Department of Biotechnology, College of Life Science and Biotechnology, Yonsei University, Seoul 03722, Korea.
Center for Systems and Synthetic Biology, Institute for Cellular and Molecular Biology, University of Texas, Austin, TX 78712, USA.
Nucleic Acids Res. 2019 Jan 8;47(D1):D573-D580. doi: 10.1093/nar/gky1126.
Human gene networks have proven useful in many aspects of disease research, with numerous network-based strategies developed for generating hypotheses about gene-disease-drug associations. The ability to predict and organize genes most relevant to a specific disease has proven especially important. We previously developed a human functional gene network, HumanNet, by integrating diverse types of omics data using Bayesian statistics framework and demonstrated its ability to retrieve disease genes. Here, we present HumanNet v2 (http://www.inetbio.org/humannet), a database of human gene networks, which was updated by incorporating new data types, extending data sources and improving network inference algorithms. HumanNet now comprises a hierarchy of human gene networks, allowing for more flexible incorporation of network information into studies. HumanNet performs well in ranking disease-linked gene sets with minimal literature-dependent biases. We observe that incorporating model organisms' protein-protein interactions does not markedly improve disease gene predictions, suggesting that many of the disease gene associations are now captured directly in human-derived datasets. With an improved interactive user interface for disease network analysis, we expect HumanNet will be a useful resource for network medicine.

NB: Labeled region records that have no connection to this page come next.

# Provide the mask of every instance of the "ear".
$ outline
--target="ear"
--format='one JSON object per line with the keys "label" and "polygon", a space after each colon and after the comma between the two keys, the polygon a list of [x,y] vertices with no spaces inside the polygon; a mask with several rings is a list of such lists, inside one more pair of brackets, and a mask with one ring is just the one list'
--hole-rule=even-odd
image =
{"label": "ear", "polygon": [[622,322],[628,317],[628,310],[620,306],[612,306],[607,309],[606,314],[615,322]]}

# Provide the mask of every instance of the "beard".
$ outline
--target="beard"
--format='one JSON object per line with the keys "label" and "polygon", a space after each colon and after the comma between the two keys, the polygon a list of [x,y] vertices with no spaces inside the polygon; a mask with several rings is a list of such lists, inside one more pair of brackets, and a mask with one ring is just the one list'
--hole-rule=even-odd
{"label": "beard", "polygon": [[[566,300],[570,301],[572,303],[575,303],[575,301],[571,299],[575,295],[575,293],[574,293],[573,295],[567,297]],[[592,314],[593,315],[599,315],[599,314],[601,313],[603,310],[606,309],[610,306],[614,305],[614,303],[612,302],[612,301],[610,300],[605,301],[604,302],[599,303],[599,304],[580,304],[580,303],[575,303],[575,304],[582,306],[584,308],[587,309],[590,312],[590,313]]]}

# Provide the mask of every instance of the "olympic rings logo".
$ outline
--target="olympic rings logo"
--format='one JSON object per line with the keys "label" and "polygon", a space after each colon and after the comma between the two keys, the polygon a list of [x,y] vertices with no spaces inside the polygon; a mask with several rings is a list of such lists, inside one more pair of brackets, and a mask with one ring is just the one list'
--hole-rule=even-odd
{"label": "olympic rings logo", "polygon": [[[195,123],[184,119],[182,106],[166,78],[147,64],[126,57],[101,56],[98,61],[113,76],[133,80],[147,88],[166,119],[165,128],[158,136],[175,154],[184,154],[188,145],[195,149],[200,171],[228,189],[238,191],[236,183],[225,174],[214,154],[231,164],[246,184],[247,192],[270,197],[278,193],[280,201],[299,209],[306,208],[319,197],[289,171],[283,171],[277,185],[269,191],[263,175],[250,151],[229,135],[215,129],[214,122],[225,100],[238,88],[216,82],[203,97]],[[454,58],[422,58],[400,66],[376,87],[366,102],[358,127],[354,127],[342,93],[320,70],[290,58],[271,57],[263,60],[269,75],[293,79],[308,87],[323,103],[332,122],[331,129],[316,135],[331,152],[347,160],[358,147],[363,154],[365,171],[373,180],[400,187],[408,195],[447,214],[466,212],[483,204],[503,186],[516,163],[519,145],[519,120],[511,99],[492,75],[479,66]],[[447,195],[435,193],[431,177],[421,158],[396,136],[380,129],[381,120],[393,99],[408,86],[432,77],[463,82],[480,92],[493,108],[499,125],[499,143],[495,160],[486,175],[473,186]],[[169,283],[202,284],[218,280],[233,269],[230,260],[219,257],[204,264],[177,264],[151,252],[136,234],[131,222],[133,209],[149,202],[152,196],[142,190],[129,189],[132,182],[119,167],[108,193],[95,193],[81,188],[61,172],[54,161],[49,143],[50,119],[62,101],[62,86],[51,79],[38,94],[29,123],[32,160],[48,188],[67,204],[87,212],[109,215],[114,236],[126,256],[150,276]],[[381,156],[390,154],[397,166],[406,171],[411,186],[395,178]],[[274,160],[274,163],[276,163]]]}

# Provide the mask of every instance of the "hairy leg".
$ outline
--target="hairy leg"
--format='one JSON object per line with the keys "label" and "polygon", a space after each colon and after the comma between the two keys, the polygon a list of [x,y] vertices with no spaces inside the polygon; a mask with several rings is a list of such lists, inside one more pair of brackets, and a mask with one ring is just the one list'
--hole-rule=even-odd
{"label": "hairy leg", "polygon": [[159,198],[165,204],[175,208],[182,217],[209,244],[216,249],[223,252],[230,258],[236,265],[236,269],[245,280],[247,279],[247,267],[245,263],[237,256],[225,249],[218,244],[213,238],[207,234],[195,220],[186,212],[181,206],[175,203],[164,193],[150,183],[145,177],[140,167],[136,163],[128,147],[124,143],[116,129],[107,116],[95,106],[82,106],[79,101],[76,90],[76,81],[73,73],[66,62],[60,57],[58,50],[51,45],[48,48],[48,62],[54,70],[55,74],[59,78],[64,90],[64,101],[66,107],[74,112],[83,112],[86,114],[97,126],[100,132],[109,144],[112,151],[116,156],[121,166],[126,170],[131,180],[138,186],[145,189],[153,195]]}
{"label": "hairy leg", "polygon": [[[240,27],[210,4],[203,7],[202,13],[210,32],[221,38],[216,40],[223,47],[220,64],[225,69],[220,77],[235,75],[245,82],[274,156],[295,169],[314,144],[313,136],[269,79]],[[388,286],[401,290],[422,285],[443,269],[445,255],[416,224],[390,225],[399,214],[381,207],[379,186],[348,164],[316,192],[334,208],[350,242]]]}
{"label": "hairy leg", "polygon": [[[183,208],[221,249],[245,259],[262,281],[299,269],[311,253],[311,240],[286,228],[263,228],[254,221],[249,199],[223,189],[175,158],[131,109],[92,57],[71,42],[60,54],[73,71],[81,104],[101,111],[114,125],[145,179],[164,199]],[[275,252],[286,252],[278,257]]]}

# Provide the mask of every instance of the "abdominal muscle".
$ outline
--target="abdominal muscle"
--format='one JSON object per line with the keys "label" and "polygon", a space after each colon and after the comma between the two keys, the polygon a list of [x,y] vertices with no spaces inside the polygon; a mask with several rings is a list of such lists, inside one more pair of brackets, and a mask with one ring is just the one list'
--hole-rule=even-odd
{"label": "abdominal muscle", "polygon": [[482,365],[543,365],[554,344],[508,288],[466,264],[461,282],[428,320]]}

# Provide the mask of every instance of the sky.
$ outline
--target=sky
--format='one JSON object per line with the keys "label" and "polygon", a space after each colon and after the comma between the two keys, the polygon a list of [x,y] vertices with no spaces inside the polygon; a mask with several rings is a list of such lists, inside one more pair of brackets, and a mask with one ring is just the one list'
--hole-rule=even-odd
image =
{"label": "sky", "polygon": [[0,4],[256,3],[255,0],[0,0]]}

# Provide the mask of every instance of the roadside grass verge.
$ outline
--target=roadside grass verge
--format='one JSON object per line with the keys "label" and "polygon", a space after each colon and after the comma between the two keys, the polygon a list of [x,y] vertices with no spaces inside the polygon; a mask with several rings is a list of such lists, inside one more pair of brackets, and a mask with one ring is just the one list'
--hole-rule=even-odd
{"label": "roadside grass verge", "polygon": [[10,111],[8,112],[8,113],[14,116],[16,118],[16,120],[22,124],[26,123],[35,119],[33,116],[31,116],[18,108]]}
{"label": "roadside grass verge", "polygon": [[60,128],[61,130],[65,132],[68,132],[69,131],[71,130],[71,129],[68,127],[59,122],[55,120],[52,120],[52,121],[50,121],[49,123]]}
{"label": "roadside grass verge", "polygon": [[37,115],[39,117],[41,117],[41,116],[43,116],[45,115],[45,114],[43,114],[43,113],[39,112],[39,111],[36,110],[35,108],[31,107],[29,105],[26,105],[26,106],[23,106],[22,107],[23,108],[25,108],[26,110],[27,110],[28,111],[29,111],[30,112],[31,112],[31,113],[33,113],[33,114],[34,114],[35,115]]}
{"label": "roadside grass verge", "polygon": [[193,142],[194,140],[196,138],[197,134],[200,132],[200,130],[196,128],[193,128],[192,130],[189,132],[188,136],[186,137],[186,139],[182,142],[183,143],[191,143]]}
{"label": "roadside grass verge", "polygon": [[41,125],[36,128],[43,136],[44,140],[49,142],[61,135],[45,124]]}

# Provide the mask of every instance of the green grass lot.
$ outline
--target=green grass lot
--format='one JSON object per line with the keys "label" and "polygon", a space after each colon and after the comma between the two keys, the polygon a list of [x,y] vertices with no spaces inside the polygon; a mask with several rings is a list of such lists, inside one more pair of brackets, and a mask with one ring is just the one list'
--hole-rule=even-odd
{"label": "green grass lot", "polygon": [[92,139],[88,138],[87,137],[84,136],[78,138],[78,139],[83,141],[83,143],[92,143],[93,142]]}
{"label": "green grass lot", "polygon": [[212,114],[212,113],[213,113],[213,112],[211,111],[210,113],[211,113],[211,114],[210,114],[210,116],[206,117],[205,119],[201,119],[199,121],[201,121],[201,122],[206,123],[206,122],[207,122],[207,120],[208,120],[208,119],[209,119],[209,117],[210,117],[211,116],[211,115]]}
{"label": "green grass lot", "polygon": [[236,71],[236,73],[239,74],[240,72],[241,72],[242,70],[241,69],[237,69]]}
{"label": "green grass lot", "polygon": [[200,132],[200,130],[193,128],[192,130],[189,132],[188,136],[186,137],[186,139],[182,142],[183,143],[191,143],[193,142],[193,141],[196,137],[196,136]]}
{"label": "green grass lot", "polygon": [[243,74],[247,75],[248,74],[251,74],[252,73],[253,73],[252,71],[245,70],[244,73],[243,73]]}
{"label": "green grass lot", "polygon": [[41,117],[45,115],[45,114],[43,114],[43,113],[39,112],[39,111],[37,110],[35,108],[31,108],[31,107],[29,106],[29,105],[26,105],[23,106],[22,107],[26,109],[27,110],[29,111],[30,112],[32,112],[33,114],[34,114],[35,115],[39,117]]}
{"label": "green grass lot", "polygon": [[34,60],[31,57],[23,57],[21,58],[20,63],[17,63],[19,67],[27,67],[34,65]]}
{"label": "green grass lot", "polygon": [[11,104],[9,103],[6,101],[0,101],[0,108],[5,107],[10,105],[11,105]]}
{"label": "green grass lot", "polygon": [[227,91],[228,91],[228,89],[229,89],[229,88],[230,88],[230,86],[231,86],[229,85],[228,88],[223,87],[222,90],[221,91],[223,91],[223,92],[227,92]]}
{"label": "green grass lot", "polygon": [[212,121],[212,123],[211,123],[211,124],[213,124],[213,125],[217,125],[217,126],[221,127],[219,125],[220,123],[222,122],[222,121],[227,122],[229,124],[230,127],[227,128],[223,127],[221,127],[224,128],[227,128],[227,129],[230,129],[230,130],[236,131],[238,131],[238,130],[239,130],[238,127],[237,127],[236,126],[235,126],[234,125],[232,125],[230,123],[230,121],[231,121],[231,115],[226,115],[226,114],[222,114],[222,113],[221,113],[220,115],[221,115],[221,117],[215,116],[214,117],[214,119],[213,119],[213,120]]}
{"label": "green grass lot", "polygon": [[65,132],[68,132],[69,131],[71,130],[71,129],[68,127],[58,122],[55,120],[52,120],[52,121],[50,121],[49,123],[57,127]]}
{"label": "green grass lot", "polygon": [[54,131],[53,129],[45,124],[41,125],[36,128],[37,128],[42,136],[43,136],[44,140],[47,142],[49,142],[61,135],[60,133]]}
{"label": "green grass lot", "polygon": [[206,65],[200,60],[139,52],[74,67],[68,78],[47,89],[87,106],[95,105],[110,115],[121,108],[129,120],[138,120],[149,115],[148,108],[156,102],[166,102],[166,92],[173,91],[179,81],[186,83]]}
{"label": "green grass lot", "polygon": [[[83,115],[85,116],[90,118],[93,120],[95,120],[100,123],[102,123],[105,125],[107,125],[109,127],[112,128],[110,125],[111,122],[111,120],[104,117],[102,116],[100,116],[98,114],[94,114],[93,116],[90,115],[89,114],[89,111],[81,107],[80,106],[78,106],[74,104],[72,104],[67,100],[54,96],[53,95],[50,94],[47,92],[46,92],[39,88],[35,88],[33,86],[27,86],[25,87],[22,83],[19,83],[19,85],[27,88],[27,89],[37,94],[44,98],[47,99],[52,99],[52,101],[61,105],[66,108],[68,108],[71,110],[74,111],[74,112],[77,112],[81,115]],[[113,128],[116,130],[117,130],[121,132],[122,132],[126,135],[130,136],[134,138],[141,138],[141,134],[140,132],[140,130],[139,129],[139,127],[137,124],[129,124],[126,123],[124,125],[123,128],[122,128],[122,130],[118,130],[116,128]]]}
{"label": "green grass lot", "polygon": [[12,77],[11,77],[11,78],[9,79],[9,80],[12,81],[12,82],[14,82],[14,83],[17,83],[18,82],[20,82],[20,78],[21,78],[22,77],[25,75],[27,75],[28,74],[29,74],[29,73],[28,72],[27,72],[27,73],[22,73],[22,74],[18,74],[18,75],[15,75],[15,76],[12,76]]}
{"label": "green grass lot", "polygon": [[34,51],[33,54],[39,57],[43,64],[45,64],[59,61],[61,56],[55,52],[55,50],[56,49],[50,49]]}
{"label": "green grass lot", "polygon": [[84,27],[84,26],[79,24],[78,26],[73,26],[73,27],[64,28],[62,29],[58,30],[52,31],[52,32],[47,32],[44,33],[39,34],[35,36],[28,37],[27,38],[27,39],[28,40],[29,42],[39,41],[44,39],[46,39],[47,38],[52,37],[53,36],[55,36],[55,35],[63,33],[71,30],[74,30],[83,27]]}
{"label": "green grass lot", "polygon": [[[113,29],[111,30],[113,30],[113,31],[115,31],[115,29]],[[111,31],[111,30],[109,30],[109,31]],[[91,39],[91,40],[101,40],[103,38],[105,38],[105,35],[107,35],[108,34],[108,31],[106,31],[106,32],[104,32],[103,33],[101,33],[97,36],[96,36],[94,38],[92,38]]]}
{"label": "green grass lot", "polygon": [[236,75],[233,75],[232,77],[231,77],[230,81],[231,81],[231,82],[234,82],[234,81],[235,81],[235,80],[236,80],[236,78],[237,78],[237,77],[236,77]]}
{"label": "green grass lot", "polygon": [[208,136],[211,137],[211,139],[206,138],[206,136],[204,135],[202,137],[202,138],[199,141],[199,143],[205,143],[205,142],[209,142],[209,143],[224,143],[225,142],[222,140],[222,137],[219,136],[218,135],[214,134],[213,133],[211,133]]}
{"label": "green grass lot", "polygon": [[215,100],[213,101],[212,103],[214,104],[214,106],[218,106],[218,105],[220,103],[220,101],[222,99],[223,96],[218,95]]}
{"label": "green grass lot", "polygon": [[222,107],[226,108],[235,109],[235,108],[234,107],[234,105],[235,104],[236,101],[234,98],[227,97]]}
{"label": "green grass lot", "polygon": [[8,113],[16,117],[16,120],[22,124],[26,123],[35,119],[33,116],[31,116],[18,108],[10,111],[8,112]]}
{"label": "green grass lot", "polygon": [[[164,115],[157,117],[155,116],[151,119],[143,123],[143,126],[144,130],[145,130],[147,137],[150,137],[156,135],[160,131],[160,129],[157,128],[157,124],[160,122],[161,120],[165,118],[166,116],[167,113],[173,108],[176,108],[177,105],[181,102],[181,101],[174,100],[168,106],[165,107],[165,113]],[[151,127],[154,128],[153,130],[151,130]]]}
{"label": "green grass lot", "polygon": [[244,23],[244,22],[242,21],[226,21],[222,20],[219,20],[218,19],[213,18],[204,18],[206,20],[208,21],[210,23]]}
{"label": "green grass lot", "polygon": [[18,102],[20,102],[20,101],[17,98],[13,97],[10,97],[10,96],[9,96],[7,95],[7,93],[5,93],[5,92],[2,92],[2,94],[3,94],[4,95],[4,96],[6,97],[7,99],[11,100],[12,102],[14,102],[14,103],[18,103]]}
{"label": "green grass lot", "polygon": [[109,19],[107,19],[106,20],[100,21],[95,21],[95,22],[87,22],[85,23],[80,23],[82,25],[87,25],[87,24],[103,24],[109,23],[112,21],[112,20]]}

人类基因网络在疾病研究的许多方面都证明是有用的,已经开发了许多基于网络的策略来生成关于基因-疾病-药物关联的假设。预测和组织与特定疾病最相关的基因的能力被证明尤为重要。我们之前通过使用贝叶斯统计学框架整合多种类型的组学数据开发了人类功能基因网络 HumanNet,并证明了它检索疾病基因的能力。在这里,我们介绍了 HumanNet v2(http://www.inetbio.org/humannet),这是一个人类基因网络数据库,通过纳入新的数据类型、扩展数据源和改进网络推断算法进行了更新。HumanNet 现在包含一个人类基因网络层次结构,允许更灵活地将网络信息纳入研究中。HumanNet 在对疾病相关基因集进行排名时表现良好,几乎没有文献依赖性偏差。我们观察到,纳入模式生物的蛋白质-蛋白质相互作用并没有显著改善疾病基因预测,这表明许多疾病基因关联现在已经直接在源自人类的数据集。通过改进用于疾病网络分析的交互式用户界面,我们预计 HumanNet 将成为网络医学的有用资源。